Dental hospital in South Yorkshire, England

The Charles Clifford Dental Hospital is a major dental facility in Sheffield, South Yorkshire, England. It is managed by the Sheffield Teaching Hospitals NHS Foundation Trust and affiliated with the University of Sheffield.

==History==
The hospital has its origins in the Dental Department of the Sheffield Royal Hospital which was established in 1897.

The facilities at the Dental Department became cramped and so Colonel Sir Charles Clifford, who had commanded 126 Brigade Royal Field Artillery, donated land for a new purpose-built facility and funding for dental equipment in 1935. The foundation stone was laid by Hilary Marquand, Minister of Health, in September 1951 and the facility was opened by the Duchess of Gloucester in 1953.

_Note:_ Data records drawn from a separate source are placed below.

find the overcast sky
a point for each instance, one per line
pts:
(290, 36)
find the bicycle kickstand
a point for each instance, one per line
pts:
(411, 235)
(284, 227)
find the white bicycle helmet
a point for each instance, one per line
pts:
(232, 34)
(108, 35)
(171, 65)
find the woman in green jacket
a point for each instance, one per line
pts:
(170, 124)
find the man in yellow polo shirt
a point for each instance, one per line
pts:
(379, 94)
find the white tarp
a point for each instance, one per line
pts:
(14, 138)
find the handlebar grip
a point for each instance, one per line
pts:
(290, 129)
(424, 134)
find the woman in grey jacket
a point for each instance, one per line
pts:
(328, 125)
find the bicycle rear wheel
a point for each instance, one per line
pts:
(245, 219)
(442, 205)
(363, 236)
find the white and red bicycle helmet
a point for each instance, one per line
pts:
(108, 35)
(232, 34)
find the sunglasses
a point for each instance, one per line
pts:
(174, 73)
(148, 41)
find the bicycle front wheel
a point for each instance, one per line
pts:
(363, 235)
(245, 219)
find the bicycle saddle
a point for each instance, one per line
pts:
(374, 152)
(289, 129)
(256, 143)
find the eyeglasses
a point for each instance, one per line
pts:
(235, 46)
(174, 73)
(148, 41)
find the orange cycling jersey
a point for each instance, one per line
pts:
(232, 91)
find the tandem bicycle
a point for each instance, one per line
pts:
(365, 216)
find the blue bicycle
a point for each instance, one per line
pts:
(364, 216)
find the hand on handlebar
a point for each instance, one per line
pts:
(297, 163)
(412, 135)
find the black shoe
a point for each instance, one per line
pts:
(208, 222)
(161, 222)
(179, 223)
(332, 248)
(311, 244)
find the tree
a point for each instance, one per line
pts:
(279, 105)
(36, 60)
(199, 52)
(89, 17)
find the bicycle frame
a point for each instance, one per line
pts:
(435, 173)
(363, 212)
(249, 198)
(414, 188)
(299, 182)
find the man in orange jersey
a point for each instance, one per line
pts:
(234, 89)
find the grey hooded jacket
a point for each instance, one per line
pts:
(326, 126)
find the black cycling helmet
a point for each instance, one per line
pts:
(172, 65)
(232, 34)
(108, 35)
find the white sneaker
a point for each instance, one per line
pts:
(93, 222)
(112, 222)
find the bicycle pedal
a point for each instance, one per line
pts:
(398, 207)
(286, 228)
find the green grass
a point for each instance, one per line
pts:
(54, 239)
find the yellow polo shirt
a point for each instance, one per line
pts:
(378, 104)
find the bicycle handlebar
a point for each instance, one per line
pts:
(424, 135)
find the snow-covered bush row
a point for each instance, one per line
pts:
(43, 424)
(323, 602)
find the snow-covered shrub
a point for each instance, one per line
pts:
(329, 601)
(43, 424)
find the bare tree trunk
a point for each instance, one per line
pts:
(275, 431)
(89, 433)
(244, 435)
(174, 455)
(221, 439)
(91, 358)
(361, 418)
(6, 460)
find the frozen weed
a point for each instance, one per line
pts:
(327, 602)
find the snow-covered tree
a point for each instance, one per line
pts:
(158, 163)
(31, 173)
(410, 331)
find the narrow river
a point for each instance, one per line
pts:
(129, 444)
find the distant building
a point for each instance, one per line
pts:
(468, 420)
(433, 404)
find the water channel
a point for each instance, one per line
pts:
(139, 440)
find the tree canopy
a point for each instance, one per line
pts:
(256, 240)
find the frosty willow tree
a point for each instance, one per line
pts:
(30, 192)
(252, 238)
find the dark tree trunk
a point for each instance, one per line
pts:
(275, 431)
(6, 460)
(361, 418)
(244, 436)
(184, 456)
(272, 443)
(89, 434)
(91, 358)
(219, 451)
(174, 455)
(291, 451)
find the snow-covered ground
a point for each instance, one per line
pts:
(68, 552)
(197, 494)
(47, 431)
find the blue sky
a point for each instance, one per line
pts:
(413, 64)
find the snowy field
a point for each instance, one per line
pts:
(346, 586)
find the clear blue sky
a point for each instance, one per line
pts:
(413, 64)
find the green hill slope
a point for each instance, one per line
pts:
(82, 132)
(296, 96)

A large extension was added in 1966. In 1995, the hospital was absorbed into the Central Sheffield University Hospitals NHS Trust, which subsequently merged with the Northern General Hospital NHS Trust on 1 April 2001 to create the Sheffield Teaching Hospitals NHS Trust. The Trust was awarded Foundation status on 1 July 2004.

A major refurbishment programme of the hospital was completed in 2009. An inspection by the Care Quality Commission in December 2015 found that the overall performance was good with responsiveness rated as outstanding.